Lt. Gov. Byron Mallott spent about 40 minutes talking to KHNS on Wednesday about local budget concerns. The state is facing a nearly 4-billion-dollar deficit and major cuts to state-funded programs and agencies are on the way.
Mallott is from Yakutat and says some cuts proposed by the House and Senate to essential services in Southeast are “unfair.” He also says that despite the word being thrown around at every turn, Alaska is not in the swells of budget crisis. It’s a budget situation. Whatever you call it, Alaskans are in for some big changes to services and programs once an fiscal year 17 budget is passed.
“It would be remarkable, and I’m speaking personally here, if a state with a budget gap of roughly $4 billion of a $5 billion budget … was able to resolve it within a single legislative session. We would be looked at by the rest of the world, and those who invest, we would look very, very good. And if we don’t, we will look very, very bad.”
As far as coming up with an agreeable solution, Mallott says he’s optimistic the legislature will come up with a resolution during these last 20 or so days of the regular session. Last year, the legislature approved the budget in mid-June, barely avoiding a government shutdown.
“They have been working, certainly from day one and working hard at hearings and focusing first on reducing the cost of government which has been taken care of at least to the degree that both the House and Senate have their budgets finalized and are ready to go to a conference committee.”
Senate leaders recently introduced bills that propose increased contributions to Public Employees Retirement System and Teachers’ Retirement System, or PERS and TRS. Mallott says the administration is firmly conveying to lawmakers that this suggestion would create an unfair burden.
“What we would like to see is, and the governor has said very clearly in all of his communications with the legislature, is that we all need to part of engaging and reducing the costs of state government. But it should be fair and equal across every segment of society, the economy and across every region of the state.”

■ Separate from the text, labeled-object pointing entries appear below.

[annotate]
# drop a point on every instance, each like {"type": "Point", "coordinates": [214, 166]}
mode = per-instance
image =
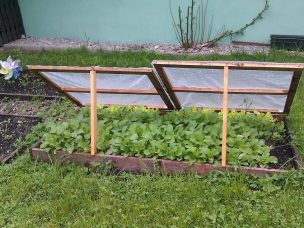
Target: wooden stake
{"type": "Point", "coordinates": [225, 111]}
{"type": "Point", "coordinates": [93, 111]}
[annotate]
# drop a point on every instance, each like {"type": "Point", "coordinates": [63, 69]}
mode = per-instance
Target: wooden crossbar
{"type": "Point", "coordinates": [231, 90]}
{"type": "Point", "coordinates": [93, 117]}
{"type": "Point", "coordinates": [113, 91]}
{"type": "Point", "coordinates": [231, 64]}
{"type": "Point", "coordinates": [225, 113]}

As for cuts to the ferry system, Mallott calls the Alaska Marine Highway a core part of Alaska’s overall transportation system. A recent study, prepared by the Juneau-based McDowell Group, found that the ferry system generates a return of more than $2 to the state for every $1 invested.
“It isn’t another program area to be cut. We don’t look at the road between Anchorage and Seward and say ‘oh, we have a budget crisis, we’re going to stop paying for the maintenance of one lane of that highway in order to reduce the cost of state government.’ We shouldn’t view the marine highway system in that light at all and unfortunately some have.”
The back and forth of cutting and restoring funding has been challenging and exhausting for all, Mallott says. He recalls one weekend in February where he and Governor Bill Walker, reviewed proposed cuts. He says they restored some money for early childhood education, a district attorney’s office in Dillingham, and public broadcasting.
“There were also a lot of cuts and they were very hard coming. And from my perspective as Lieutenant Governor, we can continue to reduce the cost of government. We need to resolve and put this fiscal matter behind us so that we can focus on growing Alaska and meeting the needs of Alaskans once again as a major priority.”
Mallott capped off the talk by urging residents in Haines, Klukwan and Skagway to speak out on issues important to them.
“In the next three weeks of the remaining legislative session, very critical decisions that will affect Alaska’s future for generations are going to be made.”